The government doesn’t keep a running tally of adult deaths from the flu, but estimates that it kills about 24,000 people in an average year. Nationally, 20 children have died from the flu this season.

Flu vaccinations are recommended for everyone 6 months or older. Since the swine flu epidemic in 2009, vaccination rates have increased in the U.S., but more than half of Americans haven’t gotten this year’s vaccine.

Nearly 130 million doses of flu vaccine were distributed this year, and at least 112 million have been used.

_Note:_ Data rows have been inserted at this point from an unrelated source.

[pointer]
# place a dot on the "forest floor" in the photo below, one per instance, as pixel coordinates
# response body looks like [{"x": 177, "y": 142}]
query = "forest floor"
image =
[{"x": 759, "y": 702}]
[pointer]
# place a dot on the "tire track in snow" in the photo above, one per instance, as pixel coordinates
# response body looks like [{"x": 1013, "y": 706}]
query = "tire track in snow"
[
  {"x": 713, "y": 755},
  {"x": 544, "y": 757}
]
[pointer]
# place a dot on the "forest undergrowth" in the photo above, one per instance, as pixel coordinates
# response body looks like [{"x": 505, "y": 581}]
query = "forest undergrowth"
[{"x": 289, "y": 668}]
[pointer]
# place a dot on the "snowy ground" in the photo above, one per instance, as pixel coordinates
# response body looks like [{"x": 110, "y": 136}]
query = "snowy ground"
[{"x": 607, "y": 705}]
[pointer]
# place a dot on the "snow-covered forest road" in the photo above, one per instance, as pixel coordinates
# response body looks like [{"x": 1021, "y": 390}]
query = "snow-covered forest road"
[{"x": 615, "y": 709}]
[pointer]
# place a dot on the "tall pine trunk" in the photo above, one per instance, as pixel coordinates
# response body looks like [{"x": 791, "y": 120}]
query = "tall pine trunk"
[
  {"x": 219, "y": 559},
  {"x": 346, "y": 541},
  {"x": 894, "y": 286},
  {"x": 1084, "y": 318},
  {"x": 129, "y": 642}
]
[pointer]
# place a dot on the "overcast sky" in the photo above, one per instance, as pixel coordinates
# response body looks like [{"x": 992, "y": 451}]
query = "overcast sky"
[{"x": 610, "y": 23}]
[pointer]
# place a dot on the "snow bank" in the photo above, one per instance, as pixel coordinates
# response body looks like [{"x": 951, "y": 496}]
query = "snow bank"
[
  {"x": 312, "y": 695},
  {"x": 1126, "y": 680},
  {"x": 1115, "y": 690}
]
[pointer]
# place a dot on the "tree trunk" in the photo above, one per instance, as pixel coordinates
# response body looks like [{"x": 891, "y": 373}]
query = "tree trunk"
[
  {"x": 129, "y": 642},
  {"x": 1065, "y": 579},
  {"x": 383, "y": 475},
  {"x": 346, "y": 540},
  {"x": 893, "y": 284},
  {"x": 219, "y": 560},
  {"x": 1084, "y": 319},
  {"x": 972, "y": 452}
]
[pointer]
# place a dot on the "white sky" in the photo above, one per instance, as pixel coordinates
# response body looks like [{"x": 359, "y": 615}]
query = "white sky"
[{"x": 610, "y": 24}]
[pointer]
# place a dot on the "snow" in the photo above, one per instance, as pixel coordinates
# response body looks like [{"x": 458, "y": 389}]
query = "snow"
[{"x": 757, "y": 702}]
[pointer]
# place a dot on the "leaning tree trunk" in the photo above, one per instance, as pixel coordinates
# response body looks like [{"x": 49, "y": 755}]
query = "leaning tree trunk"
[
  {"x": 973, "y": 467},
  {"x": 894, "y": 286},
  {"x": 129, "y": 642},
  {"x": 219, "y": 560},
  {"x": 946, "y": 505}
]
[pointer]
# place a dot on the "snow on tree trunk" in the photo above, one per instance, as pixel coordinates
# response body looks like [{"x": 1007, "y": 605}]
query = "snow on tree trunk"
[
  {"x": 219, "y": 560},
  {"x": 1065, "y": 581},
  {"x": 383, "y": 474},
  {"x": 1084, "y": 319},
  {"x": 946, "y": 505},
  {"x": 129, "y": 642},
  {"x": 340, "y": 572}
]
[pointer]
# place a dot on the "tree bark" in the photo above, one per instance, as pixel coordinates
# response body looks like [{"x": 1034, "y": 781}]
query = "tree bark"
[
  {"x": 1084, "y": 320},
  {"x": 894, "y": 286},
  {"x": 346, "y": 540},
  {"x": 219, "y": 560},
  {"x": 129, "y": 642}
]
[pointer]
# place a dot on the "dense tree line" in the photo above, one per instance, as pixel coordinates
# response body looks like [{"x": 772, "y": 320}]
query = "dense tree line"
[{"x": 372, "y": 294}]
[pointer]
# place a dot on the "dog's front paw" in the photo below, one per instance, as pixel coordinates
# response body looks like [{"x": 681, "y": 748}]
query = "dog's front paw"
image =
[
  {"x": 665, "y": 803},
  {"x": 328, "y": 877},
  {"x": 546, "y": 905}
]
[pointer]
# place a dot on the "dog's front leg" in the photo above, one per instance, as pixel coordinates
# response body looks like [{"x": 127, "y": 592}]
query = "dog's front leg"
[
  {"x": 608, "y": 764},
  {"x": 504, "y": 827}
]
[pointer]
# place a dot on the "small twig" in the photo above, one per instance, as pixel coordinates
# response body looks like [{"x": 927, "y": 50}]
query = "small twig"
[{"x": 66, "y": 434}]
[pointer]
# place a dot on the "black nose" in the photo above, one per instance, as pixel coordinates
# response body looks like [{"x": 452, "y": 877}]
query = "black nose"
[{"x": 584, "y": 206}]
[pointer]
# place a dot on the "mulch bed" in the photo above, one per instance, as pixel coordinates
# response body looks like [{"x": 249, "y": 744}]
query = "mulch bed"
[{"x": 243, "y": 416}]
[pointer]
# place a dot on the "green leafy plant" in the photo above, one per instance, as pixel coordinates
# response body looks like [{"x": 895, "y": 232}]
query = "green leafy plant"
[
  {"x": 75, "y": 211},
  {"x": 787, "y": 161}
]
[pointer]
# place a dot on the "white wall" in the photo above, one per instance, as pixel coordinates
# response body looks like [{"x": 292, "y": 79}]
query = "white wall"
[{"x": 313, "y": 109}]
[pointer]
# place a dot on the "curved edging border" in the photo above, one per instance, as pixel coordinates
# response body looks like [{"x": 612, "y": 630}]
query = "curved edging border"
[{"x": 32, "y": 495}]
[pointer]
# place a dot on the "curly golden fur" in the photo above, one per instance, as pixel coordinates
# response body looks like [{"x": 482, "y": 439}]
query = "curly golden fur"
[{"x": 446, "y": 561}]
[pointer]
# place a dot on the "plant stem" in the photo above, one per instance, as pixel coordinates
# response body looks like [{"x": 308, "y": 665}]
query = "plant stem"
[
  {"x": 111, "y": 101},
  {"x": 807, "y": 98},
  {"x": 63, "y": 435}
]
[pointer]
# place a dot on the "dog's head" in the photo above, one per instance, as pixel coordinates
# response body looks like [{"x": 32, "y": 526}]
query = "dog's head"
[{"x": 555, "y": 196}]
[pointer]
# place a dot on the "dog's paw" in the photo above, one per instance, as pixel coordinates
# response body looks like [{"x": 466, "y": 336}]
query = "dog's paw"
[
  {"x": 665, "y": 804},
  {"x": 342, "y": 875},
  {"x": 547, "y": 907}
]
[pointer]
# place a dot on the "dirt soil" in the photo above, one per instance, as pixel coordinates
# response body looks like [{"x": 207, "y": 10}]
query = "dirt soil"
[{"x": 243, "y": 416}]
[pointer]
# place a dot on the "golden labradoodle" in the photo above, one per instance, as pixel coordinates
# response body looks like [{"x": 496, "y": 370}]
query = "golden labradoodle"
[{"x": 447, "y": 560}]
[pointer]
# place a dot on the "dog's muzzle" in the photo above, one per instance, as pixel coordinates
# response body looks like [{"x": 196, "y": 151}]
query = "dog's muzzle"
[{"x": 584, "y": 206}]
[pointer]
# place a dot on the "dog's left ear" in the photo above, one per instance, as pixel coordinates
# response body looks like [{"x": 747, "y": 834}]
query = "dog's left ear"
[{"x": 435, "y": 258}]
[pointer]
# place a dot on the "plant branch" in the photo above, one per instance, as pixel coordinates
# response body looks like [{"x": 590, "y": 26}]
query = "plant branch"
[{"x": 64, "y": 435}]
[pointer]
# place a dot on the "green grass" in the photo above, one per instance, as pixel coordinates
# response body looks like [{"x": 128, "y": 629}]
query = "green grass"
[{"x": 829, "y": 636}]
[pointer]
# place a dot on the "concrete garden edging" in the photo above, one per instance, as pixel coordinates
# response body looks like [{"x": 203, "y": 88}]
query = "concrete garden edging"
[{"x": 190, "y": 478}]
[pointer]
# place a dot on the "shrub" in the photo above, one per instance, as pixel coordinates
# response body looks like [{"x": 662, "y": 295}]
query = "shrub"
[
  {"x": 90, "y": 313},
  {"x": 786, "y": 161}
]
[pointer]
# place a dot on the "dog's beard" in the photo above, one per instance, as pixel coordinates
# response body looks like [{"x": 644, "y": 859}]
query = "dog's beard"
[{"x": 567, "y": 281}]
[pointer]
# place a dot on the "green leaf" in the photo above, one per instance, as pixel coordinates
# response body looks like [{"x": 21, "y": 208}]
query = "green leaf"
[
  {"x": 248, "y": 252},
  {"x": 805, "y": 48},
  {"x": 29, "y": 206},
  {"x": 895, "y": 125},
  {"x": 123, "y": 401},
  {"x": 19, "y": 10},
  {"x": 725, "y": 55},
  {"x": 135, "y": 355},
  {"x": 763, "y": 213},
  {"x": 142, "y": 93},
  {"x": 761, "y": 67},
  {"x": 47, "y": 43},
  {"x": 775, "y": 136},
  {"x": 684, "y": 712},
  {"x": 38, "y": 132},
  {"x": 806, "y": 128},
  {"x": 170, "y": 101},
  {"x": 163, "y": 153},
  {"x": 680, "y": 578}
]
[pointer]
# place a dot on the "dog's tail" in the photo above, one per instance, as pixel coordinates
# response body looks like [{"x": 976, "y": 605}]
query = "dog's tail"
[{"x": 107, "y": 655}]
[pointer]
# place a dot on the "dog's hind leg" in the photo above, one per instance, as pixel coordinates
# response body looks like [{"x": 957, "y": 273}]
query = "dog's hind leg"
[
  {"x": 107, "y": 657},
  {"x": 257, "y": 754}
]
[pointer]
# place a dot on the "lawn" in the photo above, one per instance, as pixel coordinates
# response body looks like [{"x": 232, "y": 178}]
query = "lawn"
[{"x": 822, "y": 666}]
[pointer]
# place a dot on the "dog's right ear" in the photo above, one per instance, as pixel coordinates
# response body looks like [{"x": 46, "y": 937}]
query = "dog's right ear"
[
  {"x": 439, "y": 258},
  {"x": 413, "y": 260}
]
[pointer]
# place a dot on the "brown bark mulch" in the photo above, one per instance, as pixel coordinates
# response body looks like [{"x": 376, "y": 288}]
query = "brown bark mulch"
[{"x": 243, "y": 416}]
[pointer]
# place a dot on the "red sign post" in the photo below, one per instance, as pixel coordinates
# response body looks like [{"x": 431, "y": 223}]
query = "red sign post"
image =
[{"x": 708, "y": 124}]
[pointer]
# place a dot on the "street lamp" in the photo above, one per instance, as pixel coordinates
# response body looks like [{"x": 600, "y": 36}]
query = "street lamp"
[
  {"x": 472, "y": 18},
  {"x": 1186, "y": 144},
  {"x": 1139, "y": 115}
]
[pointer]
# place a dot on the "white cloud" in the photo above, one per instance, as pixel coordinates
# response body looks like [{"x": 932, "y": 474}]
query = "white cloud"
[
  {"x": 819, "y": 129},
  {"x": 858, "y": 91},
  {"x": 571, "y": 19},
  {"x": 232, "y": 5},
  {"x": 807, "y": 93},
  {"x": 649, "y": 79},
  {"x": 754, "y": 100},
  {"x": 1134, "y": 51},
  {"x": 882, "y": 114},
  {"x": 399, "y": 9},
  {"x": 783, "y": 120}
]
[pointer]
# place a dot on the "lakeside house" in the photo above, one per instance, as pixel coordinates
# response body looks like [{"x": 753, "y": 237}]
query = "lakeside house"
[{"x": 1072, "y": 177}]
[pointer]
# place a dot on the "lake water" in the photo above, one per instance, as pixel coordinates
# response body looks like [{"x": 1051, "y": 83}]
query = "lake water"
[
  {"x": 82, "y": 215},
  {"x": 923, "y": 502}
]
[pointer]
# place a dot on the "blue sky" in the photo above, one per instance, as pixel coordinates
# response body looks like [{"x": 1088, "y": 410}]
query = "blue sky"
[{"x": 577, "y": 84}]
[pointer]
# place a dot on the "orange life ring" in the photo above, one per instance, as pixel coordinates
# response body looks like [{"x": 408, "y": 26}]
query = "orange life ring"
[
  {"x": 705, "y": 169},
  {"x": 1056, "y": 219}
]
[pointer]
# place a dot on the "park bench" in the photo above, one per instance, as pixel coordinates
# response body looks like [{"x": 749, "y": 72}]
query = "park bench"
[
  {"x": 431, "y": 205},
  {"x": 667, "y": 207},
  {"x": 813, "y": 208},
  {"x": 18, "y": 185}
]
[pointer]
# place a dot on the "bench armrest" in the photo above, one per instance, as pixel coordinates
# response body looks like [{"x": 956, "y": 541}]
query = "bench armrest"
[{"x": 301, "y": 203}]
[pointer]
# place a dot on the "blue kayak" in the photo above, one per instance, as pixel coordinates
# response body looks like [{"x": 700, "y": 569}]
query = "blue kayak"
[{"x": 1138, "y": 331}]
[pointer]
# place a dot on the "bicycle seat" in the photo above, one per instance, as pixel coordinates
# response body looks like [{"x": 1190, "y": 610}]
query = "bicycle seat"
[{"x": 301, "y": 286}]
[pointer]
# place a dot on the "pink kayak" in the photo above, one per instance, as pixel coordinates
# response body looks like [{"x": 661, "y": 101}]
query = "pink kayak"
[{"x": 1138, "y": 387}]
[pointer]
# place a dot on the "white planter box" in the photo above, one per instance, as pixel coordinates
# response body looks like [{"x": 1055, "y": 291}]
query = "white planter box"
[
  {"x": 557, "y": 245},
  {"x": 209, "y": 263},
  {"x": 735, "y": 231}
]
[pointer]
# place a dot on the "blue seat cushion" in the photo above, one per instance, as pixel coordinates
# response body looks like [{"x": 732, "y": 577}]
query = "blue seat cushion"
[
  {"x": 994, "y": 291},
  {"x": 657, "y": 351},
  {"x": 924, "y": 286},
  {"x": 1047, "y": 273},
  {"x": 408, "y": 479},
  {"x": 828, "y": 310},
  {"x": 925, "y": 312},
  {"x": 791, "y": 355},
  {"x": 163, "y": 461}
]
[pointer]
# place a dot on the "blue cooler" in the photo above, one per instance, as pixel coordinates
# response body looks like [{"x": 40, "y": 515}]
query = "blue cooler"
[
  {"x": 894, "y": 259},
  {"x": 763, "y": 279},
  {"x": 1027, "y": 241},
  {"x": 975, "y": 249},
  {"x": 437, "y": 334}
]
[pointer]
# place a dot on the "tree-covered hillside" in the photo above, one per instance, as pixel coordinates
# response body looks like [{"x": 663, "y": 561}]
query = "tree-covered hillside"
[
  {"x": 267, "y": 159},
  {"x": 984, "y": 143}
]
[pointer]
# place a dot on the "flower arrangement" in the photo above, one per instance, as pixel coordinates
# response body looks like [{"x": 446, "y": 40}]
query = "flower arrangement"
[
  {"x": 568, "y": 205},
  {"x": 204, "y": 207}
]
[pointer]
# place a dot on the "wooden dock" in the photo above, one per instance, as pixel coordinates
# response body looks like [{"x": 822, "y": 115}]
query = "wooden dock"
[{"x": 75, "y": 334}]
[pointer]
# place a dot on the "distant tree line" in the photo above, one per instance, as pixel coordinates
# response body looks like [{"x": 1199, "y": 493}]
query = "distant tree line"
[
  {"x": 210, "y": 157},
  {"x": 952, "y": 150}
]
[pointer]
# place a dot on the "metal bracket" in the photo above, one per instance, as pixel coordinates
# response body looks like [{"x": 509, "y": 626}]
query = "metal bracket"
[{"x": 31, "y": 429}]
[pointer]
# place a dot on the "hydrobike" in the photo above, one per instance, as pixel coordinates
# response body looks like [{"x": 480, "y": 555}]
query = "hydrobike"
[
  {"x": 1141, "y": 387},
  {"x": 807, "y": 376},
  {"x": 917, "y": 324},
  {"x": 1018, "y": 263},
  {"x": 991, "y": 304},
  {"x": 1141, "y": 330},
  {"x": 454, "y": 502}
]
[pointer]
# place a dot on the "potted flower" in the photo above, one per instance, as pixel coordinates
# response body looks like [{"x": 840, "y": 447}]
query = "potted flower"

Vaccine is still available, but supplies may have run low in some locations, officials said.

To find a shot, “you may have to call a couple places,” said Dr. Patricia Quinlisk, who tracks the flu in Iowa.

In midtown Manhattan, Hyrmete Sciuto got a flu shot Friday at a drugstore. She skipped it in recent years, but news reports about the flu this week worried her.

During her commute from Edgewater, N.J., by ferry and bus, “I have people coughing in my face,” she said. “I didn’t want to risk it this year.”

The vaccine is no guarantee, though, that you won’t get sick. On Friday, CDC officials said a recent study of more than 1,100 people has concluded the current flu vaccine is 62 percent effective. That means the average vaccinated person is 62 percent less likely to get a case of flu that sends them to the doctor, compared to people who don’t get the vaccine. That’s in line with other years.

The vaccine is reformulated annually, and this year’s is a good match to the viruses going around.

The flu’s early arrival coincided with spikes in flu-like illnesses caused by other bugs, including a new norovirus that causes vomiting and diarrhea, or what is commonly known as “stomach flu.” Those illnesses likely are part of the heavy traffic in hospital and clinic waiting rooms, CDC officials said.

Europeans also are suffering an early flu season, though a milder strain predominates there. China, Japan, the West Bank, the Gaza Strip, Algeria and the Republic of Congo have also reported increasing flu.

Flu usually peaks in midwinter. Symptoms can include fever, cough, runny nose, head and body aches and fatigue. Some people also suffer vomiting and diarrhea, and some develop pneumonia or other severe complications.

Most people with flu have a mild illness. But people with severe symptoms should see a doctor. They may be given antiviral drugs or other medications to ease symptoms.

Some shortages have been reported for children’s liquid Tamiflu, a prescription medicine used to treat flu. But health officials say adult Tamiflu pills are available, and pharmacists can convert those to doses for children.